Réflexion proposée par Coralie Havas, coach à Grimpeuses dont vous pouvez découvrir le portrait dans cet article.
Nous traversons depuis plusieurs semaines une situation assez inédite de confinement. Et si l’on décidait de voir cette interruption de nos vies effrénées comme une "leçon" ? Comme un moyen de prendre une pause, de se recentrer sur soi, de créer le manque pour nourrir davantage la motivation future ? N’est-il pas un peu exaspérant de voir sur les réseaux sociaux des gens grimper sur leurs meubles à longueur de journée ? Quelle est leur volonté profonde hormis celle de faire encore plus de likes ? Sont-ils à ce point accros ? Cela ne frôle-t-il pas la bêtise ?

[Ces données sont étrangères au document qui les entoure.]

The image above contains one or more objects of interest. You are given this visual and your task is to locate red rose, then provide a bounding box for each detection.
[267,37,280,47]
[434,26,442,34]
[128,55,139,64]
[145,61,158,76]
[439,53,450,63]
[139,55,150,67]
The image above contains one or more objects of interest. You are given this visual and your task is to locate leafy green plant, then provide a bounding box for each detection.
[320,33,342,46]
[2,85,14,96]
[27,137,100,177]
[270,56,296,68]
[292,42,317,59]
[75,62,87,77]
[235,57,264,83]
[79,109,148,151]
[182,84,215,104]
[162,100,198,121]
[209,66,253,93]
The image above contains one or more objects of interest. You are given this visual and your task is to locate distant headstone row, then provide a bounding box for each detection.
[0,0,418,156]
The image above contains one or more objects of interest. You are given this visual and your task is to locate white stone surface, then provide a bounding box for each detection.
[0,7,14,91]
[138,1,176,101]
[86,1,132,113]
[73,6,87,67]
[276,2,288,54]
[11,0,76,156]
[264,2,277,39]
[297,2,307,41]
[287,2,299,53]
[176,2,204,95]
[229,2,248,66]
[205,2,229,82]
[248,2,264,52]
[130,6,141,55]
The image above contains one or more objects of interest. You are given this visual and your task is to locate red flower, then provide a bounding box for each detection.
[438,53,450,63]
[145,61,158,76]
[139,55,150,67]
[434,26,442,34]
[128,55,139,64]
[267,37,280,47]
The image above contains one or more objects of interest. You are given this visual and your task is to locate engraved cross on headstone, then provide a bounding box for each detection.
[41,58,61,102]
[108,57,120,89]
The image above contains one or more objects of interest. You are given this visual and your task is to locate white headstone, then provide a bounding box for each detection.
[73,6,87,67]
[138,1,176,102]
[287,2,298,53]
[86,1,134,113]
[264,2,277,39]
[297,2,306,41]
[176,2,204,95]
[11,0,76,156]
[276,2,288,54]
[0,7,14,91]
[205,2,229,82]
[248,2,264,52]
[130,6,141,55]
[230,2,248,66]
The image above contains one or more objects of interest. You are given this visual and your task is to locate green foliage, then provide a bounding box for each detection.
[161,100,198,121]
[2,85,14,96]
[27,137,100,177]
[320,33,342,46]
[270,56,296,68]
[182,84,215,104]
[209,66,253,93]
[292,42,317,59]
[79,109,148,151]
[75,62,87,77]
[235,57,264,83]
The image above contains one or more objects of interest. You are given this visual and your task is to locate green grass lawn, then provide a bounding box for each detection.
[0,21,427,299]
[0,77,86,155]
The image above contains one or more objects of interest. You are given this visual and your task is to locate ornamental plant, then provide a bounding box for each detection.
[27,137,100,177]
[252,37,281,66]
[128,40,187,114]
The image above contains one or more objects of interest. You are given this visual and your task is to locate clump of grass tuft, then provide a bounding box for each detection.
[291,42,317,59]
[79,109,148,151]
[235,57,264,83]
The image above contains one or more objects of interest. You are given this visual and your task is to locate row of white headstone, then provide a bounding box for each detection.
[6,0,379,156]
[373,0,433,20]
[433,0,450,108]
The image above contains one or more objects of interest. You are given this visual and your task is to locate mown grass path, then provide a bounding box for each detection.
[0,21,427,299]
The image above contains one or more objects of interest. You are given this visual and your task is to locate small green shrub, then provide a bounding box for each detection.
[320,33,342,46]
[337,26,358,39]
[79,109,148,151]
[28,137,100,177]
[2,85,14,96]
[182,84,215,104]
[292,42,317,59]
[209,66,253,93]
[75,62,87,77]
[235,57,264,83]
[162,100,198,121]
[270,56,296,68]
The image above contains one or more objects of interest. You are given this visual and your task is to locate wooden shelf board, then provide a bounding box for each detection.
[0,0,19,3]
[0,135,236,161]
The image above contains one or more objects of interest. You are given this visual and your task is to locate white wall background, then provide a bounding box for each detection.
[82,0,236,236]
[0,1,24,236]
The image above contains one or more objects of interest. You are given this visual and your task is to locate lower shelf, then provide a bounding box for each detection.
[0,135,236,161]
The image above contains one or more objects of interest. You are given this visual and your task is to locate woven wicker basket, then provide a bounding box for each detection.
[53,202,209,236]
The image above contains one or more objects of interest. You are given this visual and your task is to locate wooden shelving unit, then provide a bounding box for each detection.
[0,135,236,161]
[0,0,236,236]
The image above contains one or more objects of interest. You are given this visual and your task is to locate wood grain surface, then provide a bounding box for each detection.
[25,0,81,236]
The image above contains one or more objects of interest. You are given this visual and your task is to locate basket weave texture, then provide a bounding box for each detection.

Parce qu’après tout, c’est "juste" de l'escalade, non ? La crise sanitaire et sociale que nous traversons est plus importante. Et les questions qu’elle pose sont essentielles. Au-delà de la politique, il est légitime de s’interroger sur l’humain. Comment gérer socialement l'après ? Les conséquences de la distanciation sociale : la peur de son voisin et les replis nationalistes. Allons-nous encore oser sortir ? On ne sait pas quand les salles ré-ouvriront, et alors ? Et si on ne demeurait pas égoïste, et si on arrêtait le temps d’un instant de privilégier notre pratique personnelle, face à ce qui se passe dans le monde ?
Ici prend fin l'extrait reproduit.